Why do we need a Unique key when we have a Primary key?



  • I tried to Google this question but all I found were differences between primary and unique keys, why do we actually need a unique key when we have a primary key that can identify any single record, could someone provide an example to explain this or maybe provide a link that explains this.



  • Why do we actually need a unique key when we have a primary key?

    Short answer -- You don't.

    Long answer:

    In MySQL, the PRIMARY KEY is a UNIQUE key is an INDEX.

    There is only one PRIMARY KEY; its main function is to uniquely identify each row.

    A UNIQUE key is allowed to contain a column that is NULLable.

    UNIQUE is a uniqueness constraint and an Index.

    Any flavor of an index may include multiple columns; the order of the columns in the definition matters. (The order of conditions in a WHERE clause does not matter.)

    A FOREIGN KEY is a CONSTRAINT and it implicitly creates an INDEX if there is not already one that works for the constraint.

    Each of these pairs is redundant; Drop the second:

    PRIMARY KEY (a)
    UNIQUE (a)
    

    INDEX(c,d)
    INDEX(c)

    UNIQUE(e)
    UNIQUE(e,f)

    UNIQUE(h)
    UNIQUE(g,h) -- or consider making changing to INDEX(g,h)

    If you build a table without a PRIMARY KEY but with a UNIQUE key, consider changing "unique" to "primary key".

    It is very rare for a table to need 3 UNIQUE keys (including the PK); rethink the schema.

    Some programmers always have an AUTO_INCREMENT (usually named id) as the PRIMARY KEY. But this is not always necessary, and it sometimes interferes with performance.

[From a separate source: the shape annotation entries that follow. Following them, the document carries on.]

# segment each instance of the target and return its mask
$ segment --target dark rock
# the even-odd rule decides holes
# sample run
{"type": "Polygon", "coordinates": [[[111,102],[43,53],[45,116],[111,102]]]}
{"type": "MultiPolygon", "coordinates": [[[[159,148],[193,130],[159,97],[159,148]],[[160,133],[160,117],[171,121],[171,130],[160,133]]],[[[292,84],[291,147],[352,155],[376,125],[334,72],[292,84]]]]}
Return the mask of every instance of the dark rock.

    Caveat: Some of the above statements may not apply to RDBMSs other than MySQL and MariaDB.

    Caveat: Index-prefixing, Partitioning, and a few other obscure things are not covered above.

    Two common cases for a PK + a UNIQUE:

    • Lookup table (for 'normalizing'): The table has an id (auto_increment, PK) and a string (Unique).
    • Many-to-mapping table: Two columns, each being an id into some other table. The PK would be the pair of columns in some order; the UNIQUE would be the pair in the other order. (Technically, a plain INDEX suffices for that second index.)